Her ne kadar alanın bazı eleştirmenleri, test edilebilir hipotezlerin eksikliği, fikir birliği eksikliği ve doğal siyasi tonlar da dahil olmak üzere bir dizi nedenden ötürü ekonominin bir bilim tanımının altında kaldığını iddia etmesine rağmen, ekonomi genellikle bir sosyal bilim olarak kabul edilir. Bu argümanlara rağmen, ekonomi tüm sosyal bilimlerde ortak olan niteliksel ve niceliksel unsurların kombinasyonunu paylaşır.
Sosyal Bilimler
Hukuk, antropoloji ve pedagoji gibi alanları içeren sosyal bilimler, bireyler ve toplumlar arasındaki ilişkilerin yanı sıra toplumların gelişimi ve işleyişi etrafında döndükleri için fizik ve kimya gibi doğa bilimlerinden farklıdır.
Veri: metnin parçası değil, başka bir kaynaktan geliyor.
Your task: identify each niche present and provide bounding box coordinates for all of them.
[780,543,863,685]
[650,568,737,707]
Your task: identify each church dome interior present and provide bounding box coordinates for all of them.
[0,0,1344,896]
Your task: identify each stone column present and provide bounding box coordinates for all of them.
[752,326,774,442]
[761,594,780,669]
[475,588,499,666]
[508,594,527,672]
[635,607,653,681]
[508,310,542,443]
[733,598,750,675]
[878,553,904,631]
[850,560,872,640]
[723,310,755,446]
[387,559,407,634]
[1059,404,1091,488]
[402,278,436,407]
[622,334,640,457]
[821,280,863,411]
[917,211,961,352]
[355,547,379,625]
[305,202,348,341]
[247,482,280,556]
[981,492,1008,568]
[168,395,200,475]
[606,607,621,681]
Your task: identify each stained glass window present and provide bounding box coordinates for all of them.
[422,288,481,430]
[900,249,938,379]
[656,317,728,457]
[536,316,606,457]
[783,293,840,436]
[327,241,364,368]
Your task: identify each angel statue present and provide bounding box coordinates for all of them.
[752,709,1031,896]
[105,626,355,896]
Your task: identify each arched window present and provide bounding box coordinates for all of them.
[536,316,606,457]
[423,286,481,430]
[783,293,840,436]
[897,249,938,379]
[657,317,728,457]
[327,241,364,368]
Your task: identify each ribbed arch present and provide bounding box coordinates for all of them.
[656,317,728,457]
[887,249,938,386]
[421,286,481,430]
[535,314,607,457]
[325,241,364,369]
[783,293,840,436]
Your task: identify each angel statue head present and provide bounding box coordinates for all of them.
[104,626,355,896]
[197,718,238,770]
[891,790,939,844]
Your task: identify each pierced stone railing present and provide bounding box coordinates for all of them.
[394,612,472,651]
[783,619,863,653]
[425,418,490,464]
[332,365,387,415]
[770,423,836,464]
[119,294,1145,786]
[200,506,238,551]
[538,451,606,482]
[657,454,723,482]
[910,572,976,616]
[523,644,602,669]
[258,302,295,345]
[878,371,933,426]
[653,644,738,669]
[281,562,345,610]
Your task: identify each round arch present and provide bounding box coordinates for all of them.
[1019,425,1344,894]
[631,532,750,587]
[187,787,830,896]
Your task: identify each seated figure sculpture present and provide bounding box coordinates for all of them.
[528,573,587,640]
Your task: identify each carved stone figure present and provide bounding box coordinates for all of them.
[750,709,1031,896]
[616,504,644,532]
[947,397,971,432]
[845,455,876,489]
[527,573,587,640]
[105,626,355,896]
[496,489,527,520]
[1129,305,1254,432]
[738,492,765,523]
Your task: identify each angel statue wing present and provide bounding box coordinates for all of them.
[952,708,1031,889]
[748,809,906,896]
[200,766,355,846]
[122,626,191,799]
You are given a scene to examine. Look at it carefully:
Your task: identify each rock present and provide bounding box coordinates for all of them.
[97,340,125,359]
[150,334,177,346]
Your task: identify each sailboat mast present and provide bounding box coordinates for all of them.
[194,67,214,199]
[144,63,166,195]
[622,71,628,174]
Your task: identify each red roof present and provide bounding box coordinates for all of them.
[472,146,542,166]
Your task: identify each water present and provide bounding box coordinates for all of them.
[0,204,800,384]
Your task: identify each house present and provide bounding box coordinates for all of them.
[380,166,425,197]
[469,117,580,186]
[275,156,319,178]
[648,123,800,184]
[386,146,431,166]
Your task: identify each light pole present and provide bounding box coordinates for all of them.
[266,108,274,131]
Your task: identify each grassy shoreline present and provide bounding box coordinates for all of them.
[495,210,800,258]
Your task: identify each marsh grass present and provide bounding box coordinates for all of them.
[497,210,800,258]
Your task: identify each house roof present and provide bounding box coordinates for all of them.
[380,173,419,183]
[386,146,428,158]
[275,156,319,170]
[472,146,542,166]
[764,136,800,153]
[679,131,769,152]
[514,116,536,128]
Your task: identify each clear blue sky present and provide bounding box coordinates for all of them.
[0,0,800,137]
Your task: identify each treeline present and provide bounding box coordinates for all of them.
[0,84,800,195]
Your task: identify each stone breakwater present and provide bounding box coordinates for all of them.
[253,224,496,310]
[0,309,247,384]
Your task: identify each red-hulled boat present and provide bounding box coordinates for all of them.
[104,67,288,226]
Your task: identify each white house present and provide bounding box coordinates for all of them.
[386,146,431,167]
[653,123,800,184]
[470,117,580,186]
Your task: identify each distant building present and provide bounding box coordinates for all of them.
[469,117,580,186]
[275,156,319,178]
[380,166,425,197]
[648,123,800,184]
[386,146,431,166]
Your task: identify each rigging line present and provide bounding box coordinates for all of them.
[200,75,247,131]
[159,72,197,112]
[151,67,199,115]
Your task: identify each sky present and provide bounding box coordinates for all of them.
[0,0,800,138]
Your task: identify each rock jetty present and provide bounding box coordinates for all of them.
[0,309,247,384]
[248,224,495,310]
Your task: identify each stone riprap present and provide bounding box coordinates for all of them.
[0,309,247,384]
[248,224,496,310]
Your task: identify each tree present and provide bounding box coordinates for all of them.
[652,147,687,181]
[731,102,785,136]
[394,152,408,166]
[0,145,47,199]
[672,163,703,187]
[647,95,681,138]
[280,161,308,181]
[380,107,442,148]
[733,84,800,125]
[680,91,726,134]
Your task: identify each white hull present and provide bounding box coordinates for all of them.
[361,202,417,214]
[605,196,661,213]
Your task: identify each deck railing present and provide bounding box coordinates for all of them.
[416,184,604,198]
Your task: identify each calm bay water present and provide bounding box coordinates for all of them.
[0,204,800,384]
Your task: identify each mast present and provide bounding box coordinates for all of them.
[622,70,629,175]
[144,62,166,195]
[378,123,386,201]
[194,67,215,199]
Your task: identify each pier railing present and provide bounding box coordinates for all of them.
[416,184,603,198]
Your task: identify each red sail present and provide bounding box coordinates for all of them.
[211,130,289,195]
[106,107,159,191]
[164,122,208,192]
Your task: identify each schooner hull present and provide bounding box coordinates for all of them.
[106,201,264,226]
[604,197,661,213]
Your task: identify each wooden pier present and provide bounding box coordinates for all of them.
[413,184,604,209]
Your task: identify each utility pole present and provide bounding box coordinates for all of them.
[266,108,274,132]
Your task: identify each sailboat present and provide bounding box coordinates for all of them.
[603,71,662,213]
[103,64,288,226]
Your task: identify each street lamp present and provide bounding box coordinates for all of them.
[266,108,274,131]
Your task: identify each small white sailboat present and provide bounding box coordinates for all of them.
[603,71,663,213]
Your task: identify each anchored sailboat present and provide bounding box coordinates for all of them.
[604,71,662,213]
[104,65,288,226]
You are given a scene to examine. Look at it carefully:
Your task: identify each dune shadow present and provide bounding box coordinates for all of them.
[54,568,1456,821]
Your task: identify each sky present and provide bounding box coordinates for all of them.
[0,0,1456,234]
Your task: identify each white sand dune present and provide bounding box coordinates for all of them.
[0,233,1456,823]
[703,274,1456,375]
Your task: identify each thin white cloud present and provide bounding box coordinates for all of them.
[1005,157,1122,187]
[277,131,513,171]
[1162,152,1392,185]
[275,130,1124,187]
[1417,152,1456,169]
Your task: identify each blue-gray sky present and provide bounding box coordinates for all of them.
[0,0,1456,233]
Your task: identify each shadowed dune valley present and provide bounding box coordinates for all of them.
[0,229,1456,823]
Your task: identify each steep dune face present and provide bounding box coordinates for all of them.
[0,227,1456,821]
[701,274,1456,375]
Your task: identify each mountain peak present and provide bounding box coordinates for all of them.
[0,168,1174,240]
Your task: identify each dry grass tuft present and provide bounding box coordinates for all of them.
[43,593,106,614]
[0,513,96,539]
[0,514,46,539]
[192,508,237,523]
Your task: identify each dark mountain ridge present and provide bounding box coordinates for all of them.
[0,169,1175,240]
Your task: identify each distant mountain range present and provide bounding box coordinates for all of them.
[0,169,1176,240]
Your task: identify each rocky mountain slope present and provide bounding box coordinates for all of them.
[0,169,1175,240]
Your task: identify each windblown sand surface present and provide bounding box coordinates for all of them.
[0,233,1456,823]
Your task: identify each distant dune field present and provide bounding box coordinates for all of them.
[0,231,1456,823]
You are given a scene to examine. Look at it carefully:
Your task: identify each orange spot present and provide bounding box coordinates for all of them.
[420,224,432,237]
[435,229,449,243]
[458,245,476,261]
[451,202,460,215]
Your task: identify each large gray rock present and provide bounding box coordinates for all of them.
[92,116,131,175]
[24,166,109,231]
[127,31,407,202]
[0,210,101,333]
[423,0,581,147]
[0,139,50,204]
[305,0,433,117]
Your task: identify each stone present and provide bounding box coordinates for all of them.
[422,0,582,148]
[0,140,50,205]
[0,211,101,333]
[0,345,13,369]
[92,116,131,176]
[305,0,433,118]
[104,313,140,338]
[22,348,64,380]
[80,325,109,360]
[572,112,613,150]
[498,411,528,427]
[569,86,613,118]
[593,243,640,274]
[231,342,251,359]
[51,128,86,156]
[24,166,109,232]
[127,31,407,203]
Çoğu doğa bilimlerinin aksine, sosyal bilimler ağırlıklı olarak yoruma ve nitel araştırma yöntemlerine dayanmaktadır.
Bununla birlikte, sosyal bilimler, doğa bilimlerinde eğilimleri grafikleştirmek ve anlamak için kullanılan bir dizi nicel araç da kullanır. Örneğin, ekonomistler, ekonometri olarak bilinen bir süreç olan hipotezleri ve eğilimleri tahmin etmek için istatistikleri ve matematiksel teorileri kullanırlar. Buna ek olarak, birçok sosyal bilimler eğilimleri belirlemek ve gelecekteki uygulamalara açıklık sağlamak için anketleri ve diğer katı araştırma yöntemlerini kullanır.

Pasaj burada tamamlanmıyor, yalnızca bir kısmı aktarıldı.